Farmers want government subsidy to buy guns for protection during farm attacks

Farmers want government subsidy to buy guns for protection during farm attacks
Farm murders in South Africa

Johannesburg, South Africa – Proposal by an ex-SA Defence Force (SADF) major-general and Transvaal Agricultural Union’s (TAU) assistant policy liaison general manager retired Major-General Chris van Zyl.

He was speaking during the first round of the SA Human Rights Commission’s (SAHRC) national hearings on the safety and security challenges in farming communities in Johannesburg on Tuesday.

Van Zyl, a senior officer at the then Eastern Transvaal Command in the late 1980s and early 1990s, proposed that the state subsidised farmers to buy security systems, including firearms, to improve their safety.

He said “consideration of the possibility to subsidise the acquisition of related alarm and security systems as well as appropriate firearms suitable for self-defence against criminals often armed with semi-automatic weapons” would be appropriate.

The hearing also heard that since 1990, 72 black farmers and 117 farmworkers have been killed.
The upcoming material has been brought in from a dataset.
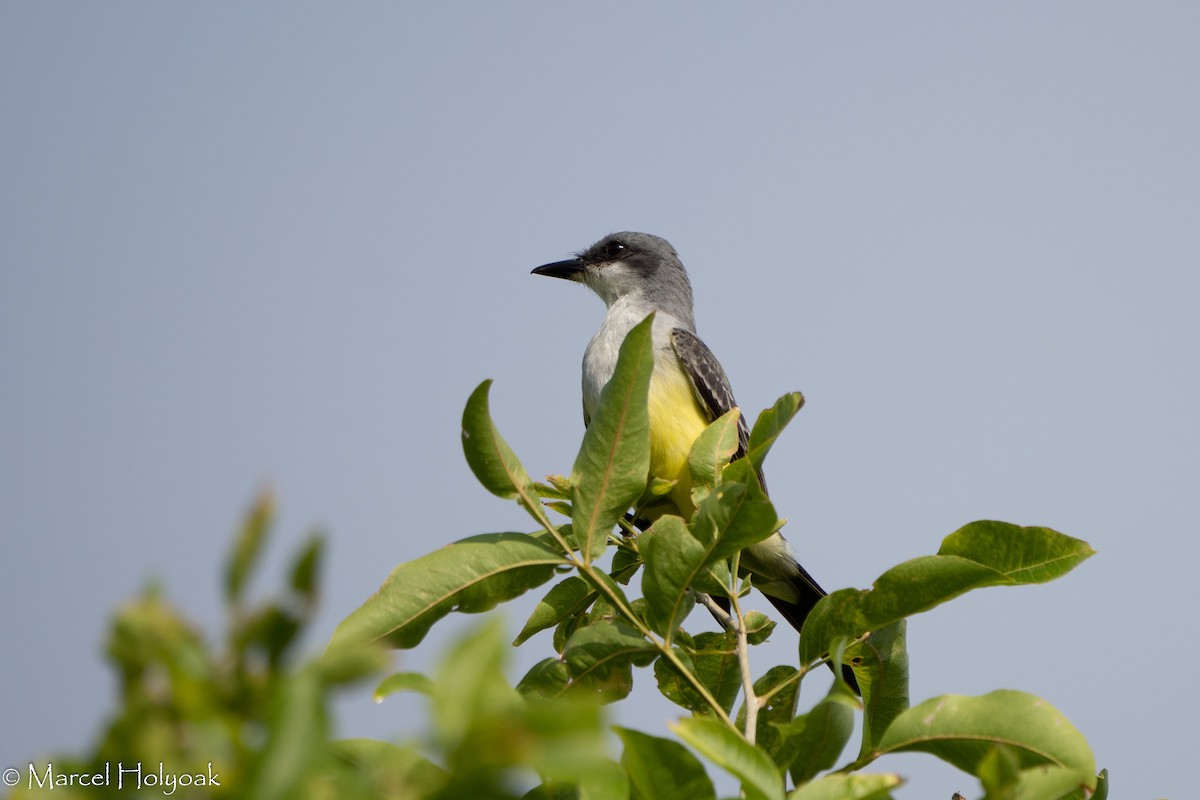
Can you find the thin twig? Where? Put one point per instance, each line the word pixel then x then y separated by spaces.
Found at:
pixel 751 699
Overall, there have been 1734 murders and 3341 attacks on farms between 1990 and this past Monday.

Van Zyl said 1043 white farmers and 437 of their wives and relatives have died on South African farms since 1990.

However, he described the statistics as a conservative reflection of reality.

Van Zyl, who was in the SADF and the SA National Defence Force for 36 years, also blames a 1986 Radio Freedom broadcast – saying farmers are legitimate targets for MK operatives in the fight against apartheid – for the violence in farming communities. “Some still believe farmers are legitimate targets because of a 1986 Radio Freedom broadcast.”

He said the broadcast, aired in October that year on the ANC’s radio station, condemned “racist farmers notorious for their brutal oppression and exploitation of African labour”.

“Sabotage his farming operations. Destroy his crops. Sabotage his implements and machinery,” the broadcast continued.

It called on farmworkers to make the countryside “safe for us (Umkhonto weSizwe) and hell for the enemy”.